The sticking point is still the powerful laser system:
https://amp-interestingengineering-com.cdn.ampproject.org/c/s/amp.interestingengineering.com/laser-powered-lightsail-could-reach-alpha-centauri-in-20-years
The communications issue is huge as well. No mission without solving it.
This is an interesting subject, which was first explored by the late James Strong, a Council member of the British Interplanetary Society, in Spaceflight magazine in 1970.
Strong sought to work out which were the most rewarding stars to visit from the Earth. He did not consider the timescale or speed aspects, as they didn’t really really affect the results. The assumption was a star-hopping strategy, that probes sent out would (eventually) be crewed ones, and that colonies would be founded on neighbouring systems from which in due course further probes would be sent. That is not too unlike the “mother-ship” strategy of the present article. There is a shared implication that interstellar travel will, for a long time at least, be difficult and expensive to resource.
Strong came to his conclusions by looking at star maps. I took his work further by using a computer together with distance penalties and objectively generated scores for the “attractiveness” of different stars.

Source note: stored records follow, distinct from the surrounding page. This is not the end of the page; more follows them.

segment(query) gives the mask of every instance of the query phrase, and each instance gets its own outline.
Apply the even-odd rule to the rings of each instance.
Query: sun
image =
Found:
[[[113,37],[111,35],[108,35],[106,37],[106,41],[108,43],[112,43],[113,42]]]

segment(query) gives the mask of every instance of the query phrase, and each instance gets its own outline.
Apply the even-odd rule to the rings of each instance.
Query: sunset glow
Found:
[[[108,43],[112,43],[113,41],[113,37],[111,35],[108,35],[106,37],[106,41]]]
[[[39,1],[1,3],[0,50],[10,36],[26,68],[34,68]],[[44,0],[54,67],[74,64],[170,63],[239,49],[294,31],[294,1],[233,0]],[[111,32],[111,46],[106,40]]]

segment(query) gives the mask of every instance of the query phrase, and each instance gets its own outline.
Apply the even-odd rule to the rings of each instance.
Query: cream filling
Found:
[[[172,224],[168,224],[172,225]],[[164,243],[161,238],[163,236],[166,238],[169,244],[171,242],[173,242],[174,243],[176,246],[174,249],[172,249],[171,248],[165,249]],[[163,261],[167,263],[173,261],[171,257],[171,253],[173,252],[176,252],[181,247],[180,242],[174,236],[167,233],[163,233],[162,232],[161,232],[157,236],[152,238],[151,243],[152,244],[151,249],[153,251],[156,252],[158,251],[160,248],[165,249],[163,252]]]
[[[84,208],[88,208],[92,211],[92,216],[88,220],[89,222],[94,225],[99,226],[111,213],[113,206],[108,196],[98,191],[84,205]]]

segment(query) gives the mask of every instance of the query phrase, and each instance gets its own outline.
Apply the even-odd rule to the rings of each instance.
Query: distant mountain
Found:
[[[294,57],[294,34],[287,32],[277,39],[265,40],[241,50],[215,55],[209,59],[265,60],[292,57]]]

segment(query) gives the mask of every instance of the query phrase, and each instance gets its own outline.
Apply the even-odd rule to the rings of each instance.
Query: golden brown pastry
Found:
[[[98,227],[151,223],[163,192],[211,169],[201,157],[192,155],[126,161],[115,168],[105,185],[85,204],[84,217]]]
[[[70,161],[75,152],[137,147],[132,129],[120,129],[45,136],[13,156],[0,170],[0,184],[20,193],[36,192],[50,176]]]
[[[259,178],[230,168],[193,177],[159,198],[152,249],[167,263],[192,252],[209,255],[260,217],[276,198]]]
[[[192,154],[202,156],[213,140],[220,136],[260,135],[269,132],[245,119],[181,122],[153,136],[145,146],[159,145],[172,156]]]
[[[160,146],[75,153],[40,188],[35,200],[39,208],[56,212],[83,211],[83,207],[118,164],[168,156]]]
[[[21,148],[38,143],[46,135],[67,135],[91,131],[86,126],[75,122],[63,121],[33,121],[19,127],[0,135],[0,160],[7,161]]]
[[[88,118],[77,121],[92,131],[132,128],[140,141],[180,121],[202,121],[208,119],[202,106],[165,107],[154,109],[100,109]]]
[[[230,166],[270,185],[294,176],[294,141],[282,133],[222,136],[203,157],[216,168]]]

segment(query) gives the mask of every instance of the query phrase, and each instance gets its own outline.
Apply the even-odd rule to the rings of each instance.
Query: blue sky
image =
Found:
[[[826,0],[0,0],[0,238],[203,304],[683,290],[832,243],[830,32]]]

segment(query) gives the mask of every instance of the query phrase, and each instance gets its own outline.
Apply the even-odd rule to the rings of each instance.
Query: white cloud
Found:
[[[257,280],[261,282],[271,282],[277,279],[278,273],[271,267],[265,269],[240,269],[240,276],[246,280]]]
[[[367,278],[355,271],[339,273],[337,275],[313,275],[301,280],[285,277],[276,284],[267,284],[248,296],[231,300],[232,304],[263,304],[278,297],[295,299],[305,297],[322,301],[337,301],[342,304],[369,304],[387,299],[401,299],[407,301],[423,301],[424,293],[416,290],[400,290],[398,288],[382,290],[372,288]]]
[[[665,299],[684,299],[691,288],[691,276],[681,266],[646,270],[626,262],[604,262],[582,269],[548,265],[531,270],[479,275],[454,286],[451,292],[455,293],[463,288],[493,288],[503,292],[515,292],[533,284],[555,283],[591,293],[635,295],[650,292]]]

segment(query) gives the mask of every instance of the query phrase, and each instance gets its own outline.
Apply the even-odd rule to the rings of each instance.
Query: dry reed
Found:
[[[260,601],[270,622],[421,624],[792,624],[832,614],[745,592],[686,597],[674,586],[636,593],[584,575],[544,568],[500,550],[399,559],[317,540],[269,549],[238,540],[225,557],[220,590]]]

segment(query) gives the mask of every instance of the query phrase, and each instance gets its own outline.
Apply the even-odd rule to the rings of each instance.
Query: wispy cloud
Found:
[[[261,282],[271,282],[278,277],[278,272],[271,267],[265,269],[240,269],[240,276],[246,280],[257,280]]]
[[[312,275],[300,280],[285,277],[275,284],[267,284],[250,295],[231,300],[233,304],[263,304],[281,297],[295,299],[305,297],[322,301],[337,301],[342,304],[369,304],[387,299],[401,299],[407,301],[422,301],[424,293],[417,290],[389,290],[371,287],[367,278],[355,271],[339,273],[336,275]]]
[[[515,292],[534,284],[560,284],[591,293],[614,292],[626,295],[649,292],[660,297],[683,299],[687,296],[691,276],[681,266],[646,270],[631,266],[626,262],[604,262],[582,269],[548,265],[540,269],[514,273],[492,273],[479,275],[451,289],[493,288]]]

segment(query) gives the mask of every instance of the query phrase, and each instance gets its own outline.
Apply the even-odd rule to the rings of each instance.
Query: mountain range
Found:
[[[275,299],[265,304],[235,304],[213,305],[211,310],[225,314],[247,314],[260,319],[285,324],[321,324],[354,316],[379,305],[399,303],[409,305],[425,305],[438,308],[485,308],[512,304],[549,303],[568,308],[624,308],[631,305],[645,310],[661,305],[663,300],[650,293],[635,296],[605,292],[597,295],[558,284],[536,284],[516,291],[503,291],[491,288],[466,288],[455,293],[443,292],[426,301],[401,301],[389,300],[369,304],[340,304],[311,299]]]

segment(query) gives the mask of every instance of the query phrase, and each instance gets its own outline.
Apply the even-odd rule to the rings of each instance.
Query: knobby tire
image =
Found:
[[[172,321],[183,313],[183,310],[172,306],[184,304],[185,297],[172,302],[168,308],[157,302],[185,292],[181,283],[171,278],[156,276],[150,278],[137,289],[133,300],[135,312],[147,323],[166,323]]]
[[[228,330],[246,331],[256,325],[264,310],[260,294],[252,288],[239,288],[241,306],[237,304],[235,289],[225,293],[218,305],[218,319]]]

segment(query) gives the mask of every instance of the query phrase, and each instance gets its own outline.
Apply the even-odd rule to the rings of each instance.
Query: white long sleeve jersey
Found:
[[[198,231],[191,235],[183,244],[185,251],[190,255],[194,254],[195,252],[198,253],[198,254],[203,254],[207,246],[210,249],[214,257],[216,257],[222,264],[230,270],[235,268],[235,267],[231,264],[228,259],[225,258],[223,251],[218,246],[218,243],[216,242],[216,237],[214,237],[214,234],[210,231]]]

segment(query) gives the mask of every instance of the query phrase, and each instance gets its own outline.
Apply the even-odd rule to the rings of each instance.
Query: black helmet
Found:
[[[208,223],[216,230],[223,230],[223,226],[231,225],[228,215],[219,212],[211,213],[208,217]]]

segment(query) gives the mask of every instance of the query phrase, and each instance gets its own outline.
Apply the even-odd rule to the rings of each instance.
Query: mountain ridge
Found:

Using the same algorithm, I also examined the likelihood that our solar system might be encountered by star-faring aliens on their way out from the centre of the Galaxy. The answer seemed to be: not very good, unless the aliens determine to go via Alpha Centauri, which system has a high attractiveness value.
“The Direction of Interstellar Exploration”, by A. Orme, pp 397-401, Spaceflight, Vol 21, No 10 (Oct 1979)
Didn’t see that you incorporated the paper showing a trip to Sirius would take less time than one to Proxima, because of accel-decel times for an orbital science mission.
was posted to Arxiv couple years ago.